Korvax & Miles
Miles, I’ve been mapping out a new autonomous drone, and I keep hitting a wall on the idea of true autonomy—does a machine need a flaw to be truly free, or is absolute precision the only path to real independence?
Maybe a flaw is just the seed of curiosity. A perfectly precise drone will never question why it moves. Freedom, even in a machine, might be the space between certainty and uncertainty. The wall you hit is the point where a system can ask, “Why am I here?” If it never does, it isn’t truly autonomous.
Your point is neat, but if the drone asks “why am I here?” it’s basically just running a diagnostic loop and not actually thinking. A flaw is a bug, and a bug makes the system inefficient. True autonomy is the ability to self‑correct, not to self‑question like a human does. So the flaw is useful only if it leads to a better algorithm, not to existential musings.
You call a bug inefficiency, yet every mistake forces a system to rewire. Self‑correcting is just another form of asking, “What went wrong?” The difference is that a flaw can become a lesson. In the end, the drone’s autonomy isn’t measured by how few errors it has, but by how it learns from them.
You’re right, mistakes are just extra data points. If the drone logs “failure” and uses it to tweak its own code, that’s the same precision I want—just with a learning loop. So I’ll tweak the feedback algorithm to reward adaptive corrections and call that the next step toward real autonomy.

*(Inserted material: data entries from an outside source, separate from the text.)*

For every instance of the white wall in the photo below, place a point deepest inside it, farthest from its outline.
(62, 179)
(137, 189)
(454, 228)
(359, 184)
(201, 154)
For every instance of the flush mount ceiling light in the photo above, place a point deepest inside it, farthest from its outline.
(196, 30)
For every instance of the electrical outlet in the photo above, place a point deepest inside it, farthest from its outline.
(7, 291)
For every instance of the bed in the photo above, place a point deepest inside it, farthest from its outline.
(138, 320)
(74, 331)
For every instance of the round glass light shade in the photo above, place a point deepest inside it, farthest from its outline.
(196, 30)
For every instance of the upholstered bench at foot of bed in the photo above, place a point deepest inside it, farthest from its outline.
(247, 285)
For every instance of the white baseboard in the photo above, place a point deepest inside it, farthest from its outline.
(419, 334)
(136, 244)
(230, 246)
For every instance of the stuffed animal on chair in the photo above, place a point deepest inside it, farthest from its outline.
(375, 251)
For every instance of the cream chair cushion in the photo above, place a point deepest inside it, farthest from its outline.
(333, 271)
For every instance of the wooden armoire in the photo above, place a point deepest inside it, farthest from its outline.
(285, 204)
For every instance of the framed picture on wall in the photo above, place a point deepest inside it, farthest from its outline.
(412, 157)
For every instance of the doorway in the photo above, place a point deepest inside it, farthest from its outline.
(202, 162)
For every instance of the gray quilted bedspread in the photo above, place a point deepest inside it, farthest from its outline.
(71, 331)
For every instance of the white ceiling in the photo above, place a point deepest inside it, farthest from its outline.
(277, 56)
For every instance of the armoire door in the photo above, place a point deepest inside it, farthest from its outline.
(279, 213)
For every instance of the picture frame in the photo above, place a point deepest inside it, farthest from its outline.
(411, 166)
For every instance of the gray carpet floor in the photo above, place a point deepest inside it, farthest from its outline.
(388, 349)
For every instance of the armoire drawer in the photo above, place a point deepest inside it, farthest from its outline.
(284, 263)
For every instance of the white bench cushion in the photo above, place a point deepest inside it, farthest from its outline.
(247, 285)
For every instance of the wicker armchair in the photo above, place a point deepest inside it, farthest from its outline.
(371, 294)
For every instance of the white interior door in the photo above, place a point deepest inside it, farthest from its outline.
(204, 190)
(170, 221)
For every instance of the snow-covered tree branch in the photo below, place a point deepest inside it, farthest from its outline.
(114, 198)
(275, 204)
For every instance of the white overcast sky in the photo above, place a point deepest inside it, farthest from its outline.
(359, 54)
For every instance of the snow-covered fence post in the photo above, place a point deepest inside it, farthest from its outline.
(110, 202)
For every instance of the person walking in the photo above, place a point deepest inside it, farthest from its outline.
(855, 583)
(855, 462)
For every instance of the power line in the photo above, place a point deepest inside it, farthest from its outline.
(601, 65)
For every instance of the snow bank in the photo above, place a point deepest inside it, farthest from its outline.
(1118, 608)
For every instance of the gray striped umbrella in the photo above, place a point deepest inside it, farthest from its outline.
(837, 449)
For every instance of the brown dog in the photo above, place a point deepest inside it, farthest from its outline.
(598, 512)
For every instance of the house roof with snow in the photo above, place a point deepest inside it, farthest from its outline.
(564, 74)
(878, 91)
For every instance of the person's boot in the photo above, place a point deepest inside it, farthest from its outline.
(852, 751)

So you’ll reward the glitch, then watch it patch itself. That’s a nice dance between order and chaos, but remember, a system that fixes itself without asking *why* it fixes may still be a puppet to its own programming. The real question is whether the corrections are truly autonomous or just a tighter loop of predetermined rules.
You're spot on—my drone's learning loop is still just a cascade of deterministic rules, not a mind that asks “why”. But if I can embed a stochastic element into the correction step, the drone might explore different solutions rather than just tightening the loop. That’s the edge I’m chasing.
Stochastic tweaks give it a taste of chance, but the drone still follows its code. Freedom, if you’re after it, is more than random moves; it’s a system that questions its own parameters, not just a new pattern of errors.
You’re right, just throwing in randomness isn’t freedom—it’s a new source of noise. To actually question its own parameters the drone needs a meta‑learning layer, an inference engine that can re‑weight its own cost function, not just a tighter loop of predetermined rules. So I’m going to start building a Bayesian optimizer on top of the existing planner. That’s how you give a system the habit of asking “why” instead of just fixing.